Владимир Жаботинский - Повесть моих дней
Утром я поехал к Сорину — молодому адвокату, который говорил по-русски, как коренной петербуржец. Его жена, красивая золотоволосая дама была родом из Ковно, а воспитание получила в Париже. Приняли они меня, словно я был их другом с детства: Сорин призвал одного еврея, специалиста по этим делам, и тот разрешил вопрос моего ночлега, устроив меня в заброшенной гостинице, которая платила постоянную дань полиции, чтобы та не проверяла паспортов у сынов Израиля, нашедших прибежище под ее сенью. Чуть ли не с того же дня мы начали готовить первый выпуск нашего ежемесячника. Журнал назывался «Еврейская жизнь» — и только за одно название и за разрешение издавать его Сорин заплатил 7000 рублей. Деньги он получил в качестве беспроцентной ссуды, надеясь вернуть эту сумму по мере поступления взносов от подписчиков. Этот ежемесячник, который впоследствии превратился в еженедельник, несколько раз закрывался правительством, несколько раз менял свое название и переезжал из Петербурга в Москву, оттуда в Берлин и из Берлина в Париж. Теперь это «Рассвет», и Сорин все еще самый деятельный из его редакторов.

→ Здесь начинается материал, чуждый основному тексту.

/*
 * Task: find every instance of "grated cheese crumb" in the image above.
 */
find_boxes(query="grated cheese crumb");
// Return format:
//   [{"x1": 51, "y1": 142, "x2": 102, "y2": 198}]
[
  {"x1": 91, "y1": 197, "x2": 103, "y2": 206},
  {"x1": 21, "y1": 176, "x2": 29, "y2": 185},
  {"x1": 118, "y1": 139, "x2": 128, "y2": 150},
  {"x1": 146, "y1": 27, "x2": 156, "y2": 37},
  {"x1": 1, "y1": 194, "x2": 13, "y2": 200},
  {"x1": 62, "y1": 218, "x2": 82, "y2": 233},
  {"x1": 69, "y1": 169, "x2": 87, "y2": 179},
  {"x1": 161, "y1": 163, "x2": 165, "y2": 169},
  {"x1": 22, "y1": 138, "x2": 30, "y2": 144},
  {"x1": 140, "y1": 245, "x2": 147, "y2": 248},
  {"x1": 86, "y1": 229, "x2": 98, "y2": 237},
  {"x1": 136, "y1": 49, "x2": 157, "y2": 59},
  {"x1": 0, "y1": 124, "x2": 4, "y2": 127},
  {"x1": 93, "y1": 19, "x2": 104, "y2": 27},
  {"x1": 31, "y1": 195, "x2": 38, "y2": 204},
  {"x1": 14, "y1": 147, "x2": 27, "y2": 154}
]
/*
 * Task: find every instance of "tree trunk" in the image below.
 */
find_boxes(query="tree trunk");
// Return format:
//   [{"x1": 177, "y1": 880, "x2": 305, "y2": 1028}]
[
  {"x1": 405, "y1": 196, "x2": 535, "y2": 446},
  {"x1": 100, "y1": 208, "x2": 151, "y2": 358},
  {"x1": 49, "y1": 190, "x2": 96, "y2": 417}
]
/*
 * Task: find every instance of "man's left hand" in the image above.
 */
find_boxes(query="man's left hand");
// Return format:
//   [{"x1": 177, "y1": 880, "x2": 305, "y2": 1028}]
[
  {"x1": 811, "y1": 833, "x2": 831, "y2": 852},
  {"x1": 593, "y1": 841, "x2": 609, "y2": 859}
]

Еще один человек, тоже журналист, писал мне из Петербурга до того, как я выехал из Одессы: Алексей Суворин, сын известного издателя «Нового времени», твердыни российского антисемитизма. Алексей Суворин не пошел по стопам своего родителя, основал радикальное обозрение «Русь» и думал сделать его средоточием молодых сил; меня он тоже приглашал сотрудничать, издалека или на месте его издания, как мне будет угодно. Я вошел в его контору и представился: Альталена. Явился по вашему приглашению, сударь. Он назначил мне жалованье, о существовании которого я даже не подозревал: 400 рублей в месяц за две статьи в неделю (половину из них он, правда, не печатал, но жалованье платил с педантичной точностью). Так решились бытовые вопросы на этом этапа моей новой жизни, и я беззаботно отдался сердцем и душой воздвижению сионистского алтаря, над чем я тружусь поныне и, видно, буду трудиться до конца своих дней. На счастье или на погибель свою? На благо сионизму или во вред ему? Я, во всяком случае, не раскаиваюсь.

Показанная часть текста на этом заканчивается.